How libavif Handles HEIF Spatial Grid Images

This article explores how the open-source library libavif processes spatial grid images as defined by the High Efficiency Image File Format (HEIF) specification. It covers the mechanisms libavif uses to decode grid-based image items into a single seamless image, how it encodes large images into tiled grids to optimize performance, and how it ensures compliance with the underlying ISO/IEC 23008-12 standard.

Understanding Spatial Grids in HEIF

The HEIF specification allows an image to be represented as a spatial grid of smaller, independently encoded image items (tiles). Rather than encoding a massive image as a single, resource-heavy bitstream, the image is divided into a 2D grid of rows and columns.

In the HEIF container structure, this is represented by a specific item type called gird (Grid Image Item). The grid item itself does not contain compressed pixel data; instead, it contains metadata defining the output width and height, the number of rows and columns, and references to the individual input image items that make up the tiles.

How libavif Decodes Grid Images

When libavif parses an AVIF file (which uses the HEIF container structure), it handles spatial grids through a structured, multi-step pipeline:

Parser Identification: The libavif demuxer parses the ISOBMFF (ISO Base Media File Format) box structure. If the primary item is of type gird, the library identifies it as a spatial grid image rather than a single coded image.
Metadata Validation: The library extracts the grid configuration from the gird item payload. It validates critical parameters, including the number of rows and columns, the target output dimensions, and the references to the individual tile items. libavif checks that the tiles are laid out correctly and that their combined dimensions match or exceed the declared canvas size (handling any necessary cropping for edge tiles).
Tile Decoding: libavif utilizes its configured AV1 decoder backend (such as dav1d or aom) to decode the individual tiles. Depending on the library configuration and the decoder’s capabilities, these tiles can be decoded sequentially or in parallel. Parallel decoding of grid tiles significantly improves performance on multi-core processors.
Reassembly: Once decoded, the individual pixel buffers of the tiles are stitched together in memory into a single, continuous frame buffer representing the final image. Any padding on the rightmost or bottommost tiles is cropped out according to the dimensions specified in the grid metadata.

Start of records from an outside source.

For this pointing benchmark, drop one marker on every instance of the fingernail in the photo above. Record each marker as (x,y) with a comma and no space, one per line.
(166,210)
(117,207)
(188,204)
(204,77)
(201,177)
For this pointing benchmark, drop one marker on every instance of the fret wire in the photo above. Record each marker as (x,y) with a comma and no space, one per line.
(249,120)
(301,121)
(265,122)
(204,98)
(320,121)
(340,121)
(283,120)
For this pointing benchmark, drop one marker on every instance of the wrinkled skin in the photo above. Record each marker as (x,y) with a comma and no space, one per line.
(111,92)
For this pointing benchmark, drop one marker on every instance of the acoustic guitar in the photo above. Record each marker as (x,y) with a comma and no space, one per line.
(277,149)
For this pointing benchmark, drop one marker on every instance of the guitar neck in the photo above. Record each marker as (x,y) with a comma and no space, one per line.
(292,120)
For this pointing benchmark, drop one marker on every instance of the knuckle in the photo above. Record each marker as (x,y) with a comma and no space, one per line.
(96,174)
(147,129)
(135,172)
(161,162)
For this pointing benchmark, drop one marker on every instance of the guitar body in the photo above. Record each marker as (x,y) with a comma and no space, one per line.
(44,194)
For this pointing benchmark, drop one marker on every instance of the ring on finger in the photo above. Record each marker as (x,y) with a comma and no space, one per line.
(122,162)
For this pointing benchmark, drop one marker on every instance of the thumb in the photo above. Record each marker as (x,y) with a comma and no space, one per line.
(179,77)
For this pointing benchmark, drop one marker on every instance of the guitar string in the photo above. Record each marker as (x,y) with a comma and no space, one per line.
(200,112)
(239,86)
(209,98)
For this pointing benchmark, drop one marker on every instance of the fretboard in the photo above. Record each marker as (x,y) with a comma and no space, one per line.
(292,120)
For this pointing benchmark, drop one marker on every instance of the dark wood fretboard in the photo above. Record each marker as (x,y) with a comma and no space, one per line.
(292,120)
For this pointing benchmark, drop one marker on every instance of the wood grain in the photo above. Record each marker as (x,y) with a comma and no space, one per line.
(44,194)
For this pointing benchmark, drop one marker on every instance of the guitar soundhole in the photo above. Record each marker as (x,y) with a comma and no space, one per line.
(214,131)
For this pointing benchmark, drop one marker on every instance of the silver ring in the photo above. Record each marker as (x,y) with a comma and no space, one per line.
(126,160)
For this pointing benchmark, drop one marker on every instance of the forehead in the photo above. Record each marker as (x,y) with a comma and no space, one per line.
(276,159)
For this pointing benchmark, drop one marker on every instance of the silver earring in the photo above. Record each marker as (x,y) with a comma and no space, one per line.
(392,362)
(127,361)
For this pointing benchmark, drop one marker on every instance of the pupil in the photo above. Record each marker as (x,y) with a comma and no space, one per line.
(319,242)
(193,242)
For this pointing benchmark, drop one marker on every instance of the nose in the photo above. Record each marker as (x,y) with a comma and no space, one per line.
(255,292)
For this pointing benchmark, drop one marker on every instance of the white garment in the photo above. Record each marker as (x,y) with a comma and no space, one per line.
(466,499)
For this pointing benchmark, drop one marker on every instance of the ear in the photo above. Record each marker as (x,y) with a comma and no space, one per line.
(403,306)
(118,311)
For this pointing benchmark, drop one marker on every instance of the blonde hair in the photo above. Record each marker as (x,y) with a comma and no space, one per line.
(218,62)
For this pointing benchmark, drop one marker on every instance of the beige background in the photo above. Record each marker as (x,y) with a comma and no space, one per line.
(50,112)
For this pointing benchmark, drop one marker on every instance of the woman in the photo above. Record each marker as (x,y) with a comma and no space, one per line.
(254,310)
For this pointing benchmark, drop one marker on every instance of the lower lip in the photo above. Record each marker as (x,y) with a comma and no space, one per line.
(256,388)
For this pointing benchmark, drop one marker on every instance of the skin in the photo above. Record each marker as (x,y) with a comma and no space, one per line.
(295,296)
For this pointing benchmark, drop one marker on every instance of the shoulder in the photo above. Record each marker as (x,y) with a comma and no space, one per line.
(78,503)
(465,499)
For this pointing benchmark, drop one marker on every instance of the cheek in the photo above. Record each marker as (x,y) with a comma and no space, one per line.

How libavif Encodes Grid Images

libavif also supports creating grid images. This is particularly useful for very large images (such as 8K resolutions or higher) where decoding a single massive AV1 frame would exceed the hardware limitations or memory profiles of mobile and low-power devices.

During encoding, the user or application can specify grid parameters (specifically, the number of columns and rows) via the API or command-line tools like avifenc.

Image Splitting: libavif takes the input image and divides it into the requested number of horizontal and vertical tiles.
Parallel Encoding: Each tile is encoded independently as an AV1 image item. This process can be heavily threaded, allowing different CPU cores to compress different parts of the image simultaneously, resulting in faster encoding speeds.
Container Assembly: The encoder writes the individual AV1 bitstreams into the AVIF container as standard image items. It then constructs the gird item, linking the tiles together and writing the necessary spatial relationship metadata so that any compliant HEIF/AVIF reader can reconstruct the image.